Josh McDaniels, OC, Patriots: McDaniels' name has been thrown around a lot with respect to the Cleveland gig; there's no telling how much is smoke and how much is actual fire. Given McDaniels' struggles managing talent with the Broncos, there might be some concern with him grabbing a ton of organizational power. His highs with Denver were high and his lows were loooooow, but there's no question he's a smart offensive mind. The question is whether he wants to leave New England and Tom Brady again. That's a cushy gig.
Chip Kelly, Oregon: I mean, what do these names say about the state of the Browns gig? That it's pretty good. Kelly reportedly wants plenty of power to run a team and he would likely get it in Cleveland. If concerns about NCAA scrutiny of the Ducks are more than a mere annoyance, Kelly might be looking to bounce, and the Browns could be a solid fit with plenty of young talent on both sides of the ball and the ability to keep restocking via the draft. Kelly would be a monster splash for Haslam and Banner.
Mike McCoy, OC, Broncos: McCoy's name has been all over place in coaching rumors, and with good reason: He fashioned an offense around Tim Tebow in 2011, managed to make the playoffs and casually ran the Broncos offense up to a No. 1 seed in the AFC with Peyton Manning under center. Banner said the team doesn't have a preference about whether they might go for an offensive or defensive coach, and it's possible that Shurmur's lack of success might move them away from the offensive end, but McCoy's very much a viable candidate.

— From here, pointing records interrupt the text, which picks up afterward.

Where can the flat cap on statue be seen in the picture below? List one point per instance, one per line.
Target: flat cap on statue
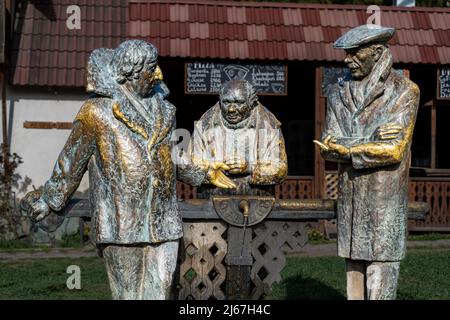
(362, 35)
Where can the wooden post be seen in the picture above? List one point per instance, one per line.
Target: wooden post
(319, 162)
(433, 134)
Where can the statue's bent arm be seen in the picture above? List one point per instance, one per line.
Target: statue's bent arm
(381, 153)
(272, 168)
(71, 164)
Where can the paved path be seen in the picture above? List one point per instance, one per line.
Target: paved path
(316, 250)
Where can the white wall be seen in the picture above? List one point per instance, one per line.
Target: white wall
(39, 148)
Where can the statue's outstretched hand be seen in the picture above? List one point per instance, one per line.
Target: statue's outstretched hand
(35, 206)
(236, 165)
(217, 177)
(329, 144)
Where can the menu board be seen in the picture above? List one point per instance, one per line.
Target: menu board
(443, 83)
(207, 77)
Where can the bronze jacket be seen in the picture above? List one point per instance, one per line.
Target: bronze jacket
(258, 140)
(128, 155)
(372, 203)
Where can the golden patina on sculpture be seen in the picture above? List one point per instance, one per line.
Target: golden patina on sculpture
(368, 131)
(237, 145)
(235, 157)
(122, 136)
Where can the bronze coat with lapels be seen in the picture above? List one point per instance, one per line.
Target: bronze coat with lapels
(125, 144)
(372, 201)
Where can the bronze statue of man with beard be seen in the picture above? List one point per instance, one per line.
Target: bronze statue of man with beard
(122, 136)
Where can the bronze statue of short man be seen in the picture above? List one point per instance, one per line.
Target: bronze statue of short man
(368, 131)
(122, 135)
(237, 146)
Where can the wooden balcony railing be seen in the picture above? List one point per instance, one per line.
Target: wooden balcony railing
(435, 191)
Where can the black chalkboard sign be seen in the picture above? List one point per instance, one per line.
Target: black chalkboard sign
(443, 84)
(207, 77)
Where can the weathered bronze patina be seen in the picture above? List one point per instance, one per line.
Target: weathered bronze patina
(237, 146)
(368, 131)
(122, 136)
(236, 156)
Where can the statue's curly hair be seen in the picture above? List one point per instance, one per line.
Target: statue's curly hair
(130, 58)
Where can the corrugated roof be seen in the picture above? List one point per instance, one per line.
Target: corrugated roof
(47, 53)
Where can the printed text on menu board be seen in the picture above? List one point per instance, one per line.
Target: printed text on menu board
(207, 77)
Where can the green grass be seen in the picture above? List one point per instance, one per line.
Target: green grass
(46, 279)
(425, 274)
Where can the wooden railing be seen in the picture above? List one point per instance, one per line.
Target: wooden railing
(435, 191)
(291, 188)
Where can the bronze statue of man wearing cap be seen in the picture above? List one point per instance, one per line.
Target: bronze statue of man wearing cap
(369, 126)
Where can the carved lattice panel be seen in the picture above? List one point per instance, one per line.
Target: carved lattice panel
(271, 238)
(186, 191)
(202, 272)
(295, 188)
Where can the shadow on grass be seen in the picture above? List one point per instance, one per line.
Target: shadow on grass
(301, 288)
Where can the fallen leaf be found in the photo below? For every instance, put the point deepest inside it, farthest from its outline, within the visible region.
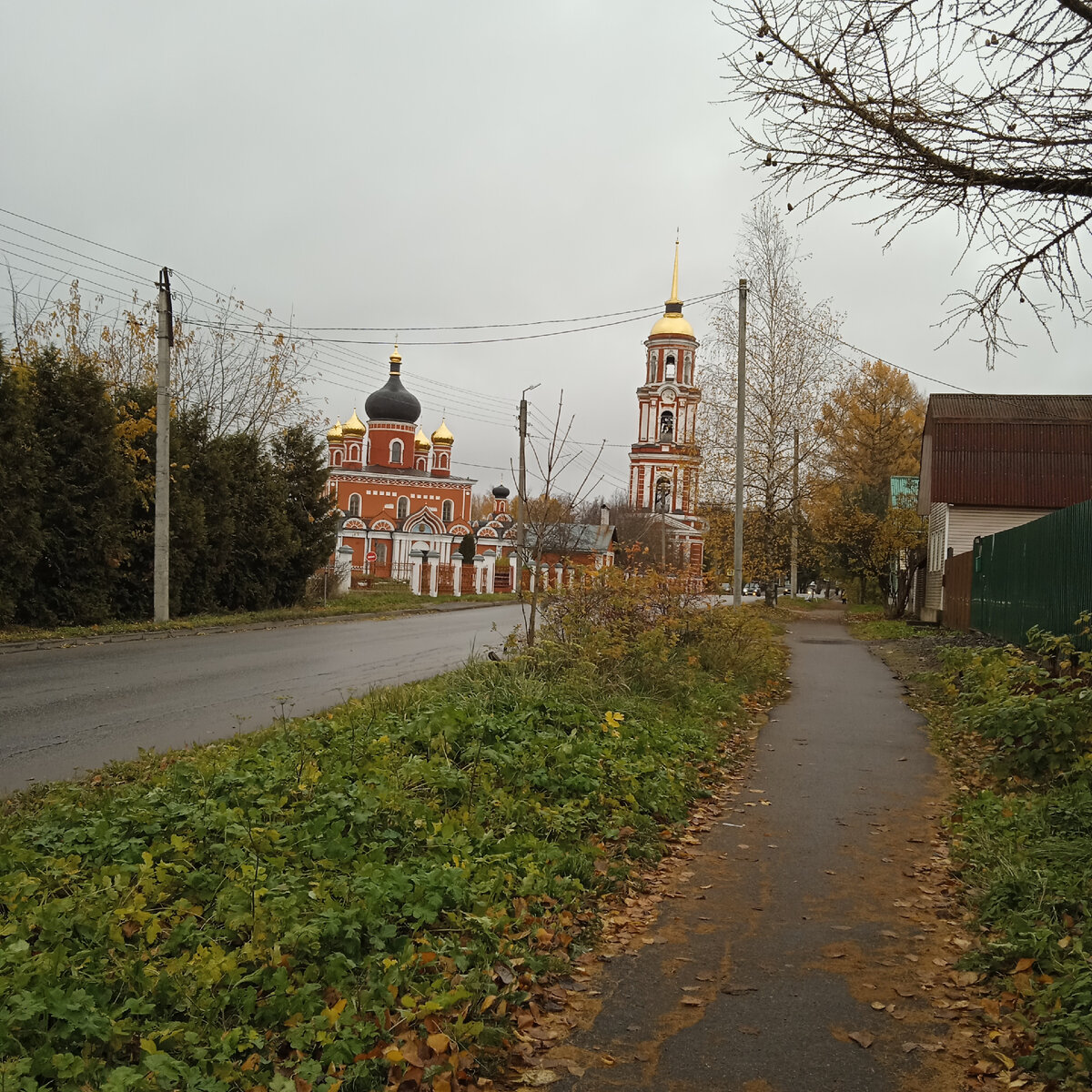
(540, 1078)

Aaron Kromer, OL, Saints: According to NFL.com's Ian Rapoport, Kromer is one of four coaches (two of which are from college, two from the pros, ahem, see above) who are already considered candidates for the Browns job. Kromer is reportedly one of the pro coaches; he's a guy who has quietly risen up the ranks as a viable candidate thanks to the Saints success on offense. He went 2-4 as interim-to-the-interim coach for New Orleans this season in a difficult situation. He's also a name that the Browns could come back to if they whiff on any bigger candidates out there.